2. Transfer to another facility outside of the Saint Francis health System to consider:

a. Surgically opening the fallopian tube to remove the fetus (salpinostomy)

b. Medical (nonsurgical) treatment (Methotrexate)."


On 09/05/18 at 2:20 pm, Staff K stated, the only ectopic pregnancy patient that should be transferred to another hospital would by patient request or the clinical scenario of not ruptured ectopic pregnancy, with embryo/fetus with a heartbeat as evidence by vaginal ultrasound, who wanted MTX treatment or salpingostomy. Staff K stated, the Patient #1 should have had surgery at their hospital due to the evidence of rupture and free fluid by vaginal ultrasound; thereby, dictating the surgical procedure of salpingectomy, which could be done at their facility.


Patient #7;

A review of the medical record of Patient #7 documented a potential lack of adherence to the ectopic pregnancy related policies by the physicians providing care to the patient with ectopic pregnancy at their Catholic hospital.


On 07/19/18, Patient #7 with a history of an ectopic pregnancy, BHCG level of 14,090, and a 07/19 vaginal ultrasound showed ectopic pregnancy on left with fetal cardiac activity and no significant free fluid. The medical record documented the Risk and Benefits discussion by OB-Gyn physician which included "discussed with patient will attempt salpingostomy, but if pregnant in tube a salpingectomy may be required.
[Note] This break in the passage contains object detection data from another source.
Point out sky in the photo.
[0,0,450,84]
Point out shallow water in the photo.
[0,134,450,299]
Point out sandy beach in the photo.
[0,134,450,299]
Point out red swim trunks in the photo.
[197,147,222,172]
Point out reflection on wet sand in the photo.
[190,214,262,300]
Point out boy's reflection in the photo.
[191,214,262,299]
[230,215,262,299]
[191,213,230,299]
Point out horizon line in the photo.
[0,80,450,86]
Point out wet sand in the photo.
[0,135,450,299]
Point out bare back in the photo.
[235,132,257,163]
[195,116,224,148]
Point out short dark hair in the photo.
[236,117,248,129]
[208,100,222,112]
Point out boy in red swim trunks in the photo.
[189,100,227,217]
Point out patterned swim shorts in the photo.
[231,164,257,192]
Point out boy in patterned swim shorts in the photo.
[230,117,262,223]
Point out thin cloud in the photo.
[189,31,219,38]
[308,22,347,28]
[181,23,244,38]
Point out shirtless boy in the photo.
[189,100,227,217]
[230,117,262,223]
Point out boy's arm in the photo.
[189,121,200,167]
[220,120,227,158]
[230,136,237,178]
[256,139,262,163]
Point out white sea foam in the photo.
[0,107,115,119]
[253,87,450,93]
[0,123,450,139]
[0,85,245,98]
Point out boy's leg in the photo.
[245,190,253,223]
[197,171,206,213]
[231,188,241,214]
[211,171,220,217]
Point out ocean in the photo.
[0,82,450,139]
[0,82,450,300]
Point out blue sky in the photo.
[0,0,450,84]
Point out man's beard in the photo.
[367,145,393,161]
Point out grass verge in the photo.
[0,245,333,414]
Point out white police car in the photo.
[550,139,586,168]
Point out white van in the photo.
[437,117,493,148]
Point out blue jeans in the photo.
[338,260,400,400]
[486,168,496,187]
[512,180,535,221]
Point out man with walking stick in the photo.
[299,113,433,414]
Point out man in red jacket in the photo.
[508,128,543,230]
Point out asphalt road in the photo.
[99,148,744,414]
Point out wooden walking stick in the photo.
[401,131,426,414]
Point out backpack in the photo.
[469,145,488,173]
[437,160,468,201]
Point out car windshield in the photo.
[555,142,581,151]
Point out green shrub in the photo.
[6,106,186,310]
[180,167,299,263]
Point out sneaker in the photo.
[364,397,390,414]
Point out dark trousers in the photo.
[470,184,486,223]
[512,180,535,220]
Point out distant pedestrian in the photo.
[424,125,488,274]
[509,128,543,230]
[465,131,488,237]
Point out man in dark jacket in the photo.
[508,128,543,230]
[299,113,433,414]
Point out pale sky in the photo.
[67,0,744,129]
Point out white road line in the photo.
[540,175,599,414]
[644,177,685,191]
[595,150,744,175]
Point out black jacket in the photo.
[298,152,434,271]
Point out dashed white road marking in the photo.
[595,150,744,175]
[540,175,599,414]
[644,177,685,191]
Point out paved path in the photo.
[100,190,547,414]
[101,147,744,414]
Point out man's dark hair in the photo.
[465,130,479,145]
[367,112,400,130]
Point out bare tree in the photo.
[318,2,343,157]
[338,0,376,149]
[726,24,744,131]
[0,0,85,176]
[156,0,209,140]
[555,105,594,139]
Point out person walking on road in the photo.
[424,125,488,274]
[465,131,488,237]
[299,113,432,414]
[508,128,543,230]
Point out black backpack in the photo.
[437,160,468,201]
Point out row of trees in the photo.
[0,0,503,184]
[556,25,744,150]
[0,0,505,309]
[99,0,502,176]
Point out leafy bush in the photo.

Salpingostomy would increase risk of further ectopic.


On 09/10/18 at 11:37 am, Staff K and Staff C stated, the documented plan for Patient #7 did not follow the hospital policy and Staff K needed to provide more physician training.


On 09/06/18 at 10:30 am, Staff D and Staff K stated, the Ethical Directives from the Pope were not specific in addressing ectopic pregnancy treatment, and in 2016, the Catholic Bishop gave specific treatment directives. They stated at that time, Staff L (on Ethic Committee) determined the hospital was not in compliance with the Bishop's directives. Staff K stated discussion [began 11/17] and policies were developed from [11/17 to 08/18] to change hospital processes to be in accordance with Catholic directives and standards of practice.